C'è anche l'assessore all'ambiente della Provincia di Pisa Valter Picchi tra gli indagati nell'indagine sulle gestioni di ErreErre e Cermec e del sistema del trattamento rifiuti nella provincia di Massa Carrara. Nei loro confronti la procura di Massa contesta, a vario titolo, i reati che vanno dalla corruzione alla truffa, all'abuso edilizio, all'abuso in atti d'ufficio, al falso. Ad alcuni degli indagati è contestata anche l'associazione a delinquere. La società Erre Erre è fallita lo scorso luglio e l'impianto di bricchettaggio è sotto sequestro: la procura di Massa ipotizza la truffa aggravata per la costruzione dell'impianto iniziata nel 2008 con un finanziamento comunitario di 16 milioni di euro, poi saliti, a opera conclusa a 23 milioni. Secondo l'accusa i costi dell'impianto, mai entrato in funzione e che avrebbe dovuto produrre combustibile dai rifiuti, sarebbero stati gonfiati per ottenere maggiori finanziamenti dalla Regione e dalla Comunità Europea.

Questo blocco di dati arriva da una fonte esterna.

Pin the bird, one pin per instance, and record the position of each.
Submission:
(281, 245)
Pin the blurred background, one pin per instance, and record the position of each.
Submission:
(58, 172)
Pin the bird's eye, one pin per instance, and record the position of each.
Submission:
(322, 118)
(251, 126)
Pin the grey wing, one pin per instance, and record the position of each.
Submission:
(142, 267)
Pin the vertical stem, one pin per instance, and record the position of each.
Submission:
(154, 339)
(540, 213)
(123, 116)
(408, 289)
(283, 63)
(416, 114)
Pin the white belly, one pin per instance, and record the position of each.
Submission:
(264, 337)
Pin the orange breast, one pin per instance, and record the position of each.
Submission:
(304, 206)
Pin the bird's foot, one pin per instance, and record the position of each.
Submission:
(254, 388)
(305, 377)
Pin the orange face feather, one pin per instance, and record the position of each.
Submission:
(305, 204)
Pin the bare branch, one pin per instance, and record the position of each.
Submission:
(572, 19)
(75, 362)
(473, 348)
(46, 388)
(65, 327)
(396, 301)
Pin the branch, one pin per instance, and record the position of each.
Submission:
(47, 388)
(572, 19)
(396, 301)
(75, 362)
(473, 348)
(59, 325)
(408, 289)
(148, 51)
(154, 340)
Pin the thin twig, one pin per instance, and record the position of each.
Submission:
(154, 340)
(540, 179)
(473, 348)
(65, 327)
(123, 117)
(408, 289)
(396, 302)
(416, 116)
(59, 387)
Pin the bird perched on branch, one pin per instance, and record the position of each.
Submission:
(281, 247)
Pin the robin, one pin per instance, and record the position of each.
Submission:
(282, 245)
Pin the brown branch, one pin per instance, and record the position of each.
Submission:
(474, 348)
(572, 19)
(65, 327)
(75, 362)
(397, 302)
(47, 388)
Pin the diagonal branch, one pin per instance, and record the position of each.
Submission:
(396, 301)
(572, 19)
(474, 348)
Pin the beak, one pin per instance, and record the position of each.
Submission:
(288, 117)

Questo l'elenco la lista degli indagati destinatari dell'avviso di conclusione delle indagini: Domenico Del Carlo, legale rappresentante di Delca, la società di trattamento rifiuti di Vicopisano principale fornitrice di Cermec e socia al 49% dello stesso Cermec in ErreErre; Ezio Ronchieri, consigliere provinciale del Pdl; Marco Andreani (Api), presidente del consiglio comunale di Massa; Luciano Bertoneri, ex presidente di Cermec, Carlo Righini, funzionario dell'Arpat di Massa Carrara; Roberto Vaira, già presidente e poi direttore di Cermec; Michele Del Freo, componente del cda di Cermec ed ex assessore socialista al Comune di Carrara; Lucio Barani, deputato del Psi-Pdl; Marco Betti, esponente di Sel ed ex assessore regionale alla difesa del suolo; Giovanni Menna, dirigente della Provincia di Massa Carrara ora in pensione; Fabio Vernazza, imprenditore (la sua azienda ha in pratica costruito l'impianto di bricchettaggio ErreErre e vanta nei confronti della stessa ErreErre un credito di 1,7 milioni); Piero Pregliasco, ingegnere, direttore dei lavori per l'impianto di ErreErre; Valter Picchi, assessore all'ambiente della provincia di Pisa; Giampiero Squaglia tecnico di Delca; l'ingegner Emilio Tassoni, funzionario della divisione bonifiche del ministero dell'ambiente; i tecnici dell'Arpat di Massa Carrara Angelo Zucca e Renato Biagioni; Augusto Cardinotti, componente del Cda di ErreErre; l'ingegner Carlo Grassi che ha collaborato per Delca per la realizzazione dell'impianto.

Tranquillo l'assessore Picchi che dichiara di “non essere a conoscenza dell’addebito ipotizzato, non avendone al momento ricevuto notifica, ma di sentirsi pienamente tranquillo e tutelato da parte degli organi di giustizia, il cui lavoro sta seguendo il proprio corso”.

Come assessore titolare della delega alle politiche ambientali per la Provincia di Pisa, prosegue Picchi, “posso testimoniare certamente l’esistenza di rapporti, di perfetta evidenza pubblica in quanto legati allo svolgimento delle funzioni amministrative dell’ente, sia con le istituzioni locali della provincia di Massa Carrara, sia direttamente con Cermec: in questo caso, rapporti riguardanti l’attività, da parte dell’azienda, di conferimento di rifiuti in discariche del territorio provinciale pisano”.